GLib just uses the system implementation of strcoll(); probably there is a better way of using Win32 collation facilities than what it is doing now, the code is optimized for Unix systems with high-quality C libraries.
I think it should be created some test cases for Windows to see how it should be done, and how it is done at the moment. I've provided a good test case for Norwegian in this bug report. The collation needs improvement, for sure.
See bug #141124. There is a bug in g_utf8_collate_key() and g_utf8_collate(), in the ifdef branches used on Windows (and many other non-Linux platforms, presumably).
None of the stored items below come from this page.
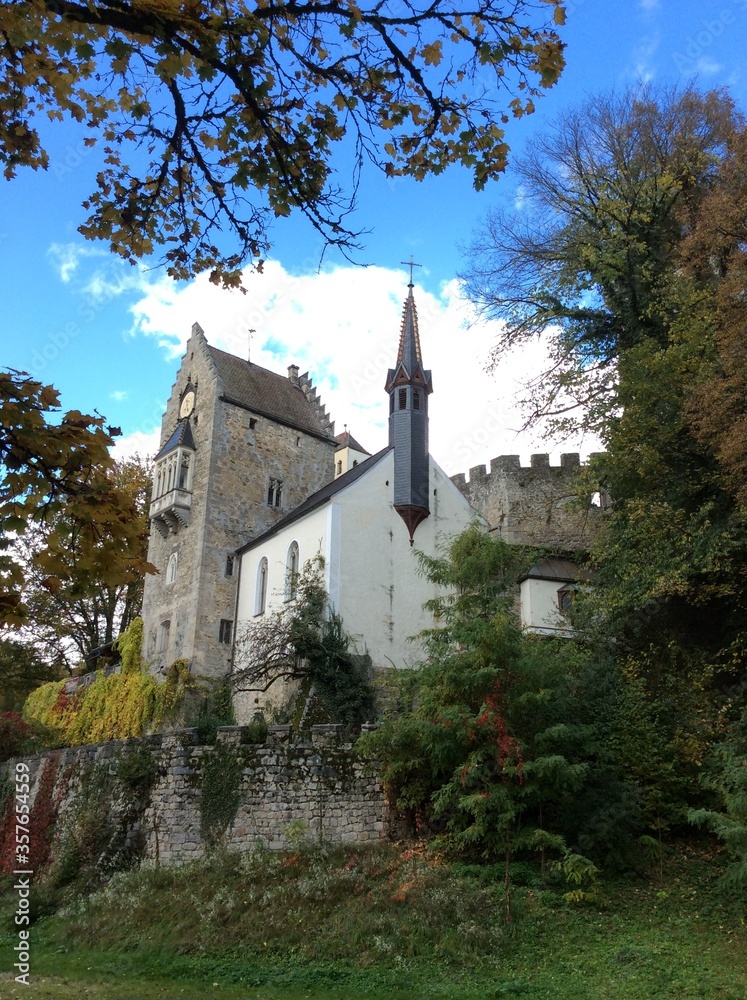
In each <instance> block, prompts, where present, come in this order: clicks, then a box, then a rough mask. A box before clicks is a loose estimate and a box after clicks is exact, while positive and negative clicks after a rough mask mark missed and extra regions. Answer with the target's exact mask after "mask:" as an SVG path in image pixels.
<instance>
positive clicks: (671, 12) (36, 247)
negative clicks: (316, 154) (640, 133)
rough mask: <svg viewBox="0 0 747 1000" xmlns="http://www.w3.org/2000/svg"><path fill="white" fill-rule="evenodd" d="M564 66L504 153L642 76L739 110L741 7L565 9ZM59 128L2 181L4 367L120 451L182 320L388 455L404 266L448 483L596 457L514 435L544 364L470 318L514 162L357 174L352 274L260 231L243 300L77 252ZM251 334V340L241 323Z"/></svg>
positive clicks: (234, 297) (151, 427)
mask: <svg viewBox="0 0 747 1000" xmlns="http://www.w3.org/2000/svg"><path fill="white" fill-rule="evenodd" d="M567 9H568V23H567V25H566V27H565V28H563V29H561V33H562V36H563V38H564V40H565V41H566V42H567V51H566V58H567V67H566V70H565V72H564V74H563V76H562V77H561V80H560V82H559V83H558V84H557V86H556V87H555V88H553V89H552V90H551V91H549V92H548V93H547V95H546V96H545V97H544V98H543V99H542V100H541V101H539V102H538V110H537V112H536V113H535V114H534V115H532V116H530V117H527V118H524V119H522V120H520V121H515V122H512V123H511V124H510V125H509V126H507V139H508V141H509V143H510V145H511V146H512V149H513V150H514V151H520V150H521V148H522V145H523V144H524V143H525V142H526V140H527V139H528V138H529V137H530V136H531V135H532V134H534V133H535V132H537V131H538V130H541V129H542V128H543V126H544V124H545V123H546V122H547V121H551V120H552V119H553V118H554V116H556V115H557V114H558V113H559V112H560V111H562V110H563V109H566V108H570V107H573V106H575V105H577V104H578V103H579V102H580V101H582V100H583V99H584V97H585V96H587V95H593V94H595V93H599V92H601V91H607V90H609V89H611V88H622V87H625V86H627V85H629V84H631V83H634V82H635V81H638V80H644V79H652V80H654V81H657V82H665V81H666V82H677V81H680V82H689V81H691V80H693V79H695V80H696V81H697V82H698V83H699V85H700V86H701V87H703V88H711V87H714V86H725V87H728V88H729V90H730V91H731V93H732V95H733V96H734V97H735V99H736V100H737V102H738V104H739V106H740V107H741V108H742V109H743V110H744V109H745V108H747V72H746V68H747V67H746V66H745V56H744V40H745V38H747V0H716V2H712V0H705V2H704V0H701V2H696V0H571V2H569V3H568V4H567ZM83 138H84V133H82V132H81V130H80V129H79V128H77V127H75V126H71V125H69V124H62V125H60V126H58V127H57V128H55V129H54V130H51V131H50V132H49V145H48V149H49V152H50V157H51V163H50V169H49V170H48V171H47V172H46V173H33V172H30V171H29V172H26V173H22V174H19V176H18V177H17V178H16V179H14V180H13V181H10V182H6V181H0V185H1V186H0V198H1V199H2V202H1V206H2V211H1V214H0V274H1V275H2V293H1V298H0V301H1V302H2V316H3V329H2V355H1V356H0V364H2V365H3V366H9V367H14V368H18V369H22V370H25V371H28V372H31V373H32V374H33V375H34V376H35V377H38V378H40V379H42V380H43V381H45V382H51V383H53V384H54V385H55V386H56V387H57V388H58V389H59V390H60V391H61V394H62V404H63V406H64V407H65V408H78V409H82V410H87V411H91V410H93V409H98V410H99V411H100V412H101V413H104V414H105V415H106V416H107V418H108V419H109V421H110V423H112V424H115V425H120V426H121V427H122V429H123V432H124V435H125V436H126V440H125V442H124V446H125V447H126V448H127V449H129V450H132V449H134V448H137V449H139V450H141V451H143V452H147V451H149V450H152V449H153V448H154V447H155V446H156V438H157V433H158V428H159V426H160V414H161V412H162V409H163V406H164V404H165V400H166V398H167V396H168V393H169V391H170V387H171V385H172V382H173V380H174V375H175V372H176V369H177V367H178V358H179V355H180V353H181V349H182V348H183V344H184V342H185V340H186V338H187V336H188V334H189V330H190V327H191V324H192V323H193V322H194V321H198V322H200V324H201V325H202V327H203V329H204V330H205V332H206V335H207V337H208V340H210V342H211V343H214V344H215V345H216V346H219V347H222V348H224V349H226V350H232V351H234V352H235V353H242V352H244V351H246V350H248V349H250V350H251V357H252V360H254V361H256V362H257V363H259V364H263V365H265V366H267V367H270V368H273V369H275V370H277V371H282V372H284V371H285V368H286V366H287V365H288V364H290V363H298V364H300V365H301V366H302V370H304V369H306V368H308V369H309V370H310V372H311V374H312V376H313V377H314V378H315V381H316V383H317V384H318V386H319V388H320V390H321V394H322V398H323V400H324V401H326V402H327V403H328V408H329V409H330V411H331V413H332V416H333V417H334V418H335V419H336V421H337V428H338V430H342V428H343V424H345V423H346V424H348V425H349V427H350V429H351V430H352V431H353V433H354V434H355V436H356V437H357V438H358V439H359V440H360V441H361V442H362V443H363V444H364V445H365V446H367V447H368V448H369V449H370V450H371V451H373V450H376V449H377V448H379V447H381V446H382V445H383V444H384V443H385V437H386V432H385V423H386V400H385V398H384V393H383V381H384V376H385V374H386V373H385V368H386V367H387V365H388V364H389V363H391V361H390V359H391V354H392V352H393V351H394V350H395V348H396V340H397V333H398V326H399V314H400V310H401V304H402V301H403V298H404V295H405V294H406V283H407V271H406V269H405V268H403V267H402V266H401V265H400V262H401V261H403V260H407V259H408V258H409V257H410V254H412V255H414V258H415V260H416V261H418V262H420V263H422V265H423V266H422V267H421V268H418V269H416V276H415V281H416V301H417V303H418V308H419V313H420V328H421V336H422V341H423V350H424V354H425V360H426V363H427V364H429V365H430V367H431V368H432V369H433V374H434V386H435V392H434V397H433V406H432V411H431V413H432V429H431V449H432V451H433V453H434V455H435V457H436V458H437V460H439V461H440V462H441V464H442V465H444V467H445V468H446V469H447V471H448V472H449V473H454V472H458V471H466V470H467V469H468V468H469V467H470V466H473V465H476V464H478V463H481V462H485V461H486V460H489V459H490V458H491V457H493V456H495V455H499V454H504V453H517V454H521V456H522V460H523V461H526V460H527V459H528V456H529V453H530V452H531V451H544V450H547V451H553V452H556V453H557V452H559V451H563V450H570V451H573V450H577V449H578V447H580V448H581V450H582V451H585V452H588V451H589V450H594V448H595V447H596V443H595V442H593V441H585V442H568V443H565V444H564V445H560V444H559V443H546V444H543V443H542V442H541V441H540V440H539V438H538V436H537V435H536V434H534V435H529V434H517V431H518V429H519V428H520V426H521V423H522V419H521V415H520V413H519V412H518V411H517V409H516V405H515V398H516V394H517V392H520V387H521V384H522V383H524V382H526V381H527V380H528V379H529V378H531V376H532V375H533V374H536V373H537V371H538V370H539V367H540V366H541V361H542V348H541V345H536V347H530V348H529V349H527V351H525V352H522V353H521V354H520V355H516V356H514V357H512V358H510V359H509V360H508V361H507V362H505V363H504V365H503V366H502V367H501V369H499V371H498V372H497V373H496V374H495V375H491V376H488V375H487V374H486V372H485V371H484V367H485V359H486V357H487V353H488V351H489V348H490V344H491V342H492V340H493V338H494V336H495V329H494V328H493V329H491V328H490V327H479V326H477V327H476V326H470V327H469V328H468V325H469V323H470V320H471V319H472V316H471V312H470V308H469V305H468V304H467V303H465V302H464V301H463V299H462V298H461V295H460V290H459V286H458V283H457V281H456V275H457V273H458V271H459V270H460V267H461V266H462V265H463V260H462V256H461V251H460V246H463V245H464V244H466V243H467V242H468V241H469V239H470V235H471V234H472V233H473V231H474V230H475V229H476V228H477V227H478V226H479V224H480V219H481V217H482V216H483V215H484V213H485V211H486V209H487V208H488V206H490V205H498V204H506V203H508V204H511V203H512V202H513V201H514V200H515V198H516V197H517V185H516V181H515V179H514V177H513V176H512V172H511V168H510V166H509V169H508V171H507V173H506V174H505V175H504V177H503V178H501V179H500V180H499V181H497V182H496V183H494V184H492V185H491V186H490V187H489V188H488V189H487V190H486V191H484V192H482V193H476V192H475V191H474V190H473V189H472V185H471V179H470V175H469V172H468V171H467V170H465V169H462V168H457V167H455V168H452V169H450V170H449V171H447V172H446V173H445V174H444V175H442V176H441V177H438V178H432V179H430V180H427V181H425V182H423V183H416V182H412V181H408V180H403V179H395V180H387V179H386V178H384V177H383V176H382V175H379V174H377V173H376V172H374V171H373V169H370V170H367V171H365V173H364V178H363V184H362V187H361V191H360V197H359V209H358V212H357V214H356V216H355V218H354V223H355V225H356V226H357V227H359V228H361V229H367V230H370V232H369V234H368V235H367V236H366V237H365V250H364V251H363V252H362V253H361V254H360V255H359V259H360V262H361V264H365V265H370V266H368V267H360V268H353V267H351V266H350V265H349V264H347V263H346V262H345V261H344V260H342V259H341V258H340V257H339V256H336V255H335V253H328V254H327V256H326V257H325V261H324V265H323V267H322V270H321V273H319V260H320V256H321V250H322V247H321V246H320V244H319V239H318V237H317V236H316V234H315V233H314V232H313V231H311V230H310V228H309V227H307V226H306V225H305V224H304V223H303V222H302V221H300V220H295V219H293V220H290V221H284V222H283V223H282V224H279V225H277V226H276V227H275V229H274V231H273V237H274V248H273V253H272V256H271V264H270V265H269V266H268V268H267V273H266V274H265V275H264V276H257V275H250V276H249V277H248V279H247V283H248V289H249V292H248V294H247V295H246V296H243V297H242V296H239V295H236V294H229V293H224V292H220V291H218V290H217V289H214V288H213V287H212V286H209V285H208V283H207V281H206V280H204V279H203V278H198V279H197V280H196V281H195V282H191V283H189V284H186V283H184V284H181V285H174V283H173V282H170V281H169V280H168V279H166V278H165V276H164V275H163V273H162V272H161V271H159V270H148V269H145V268H142V269H141V268H132V267H129V266H128V265H124V264H122V263H121V262H119V261H118V260H116V259H114V258H112V257H111V256H110V255H109V254H108V252H107V250H106V248H105V247H104V246H103V245H100V244H94V243H90V242H88V241H85V240H83V238H82V237H81V236H80V235H79V234H78V233H77V231H76V230H77V227H78V225H80V223H81V222H82V221H83V219H84V212H83V209H82V208H81V207H80V205H81V202H82V200H83V199H84V198H85V197H86V195H87V194H89V193H90V190H91V189H92V186H93V182H94V177H95V169H96V155H97V154H96V151H93V152H90V151H89V150H88V149H87V148H86V147H85V146H84V145H83ZM250 330H254V331H255V332H254V333H253V334H251V347H249V343H250V334H249V331H250Z"/></svg>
Fixed in CVS: 2004-08-19 Tor Lillqvist <tml@iki.fi> * glib/gunicollate.c (g_utf8_collate, g_utf8_collate_key): Correct source and destination charset parameter order in g_convert() call. (#150394, possibly also #141124) Note that (after this fix) in order for sorting to be according to (for instance) Norwegian rules, you need to set the locale in the Regional Settings appropriately. Setting LANG or LC_* environment variables won't affect the Microsoft C library, which is where the strxfrm() and strcoll() are that GLib ultimately uses. They will affect what UI language GTK and GLib use, but they won't affect the second parameter to the setlocale() call in GTK. (There is room for improvement here. Maybe GTK should convert LANG or LC_* env vars it might find from the "sv_FI" style to the Microsoft-style "Swedish_Finland" if necessary, and pass them to setlocale?)
Great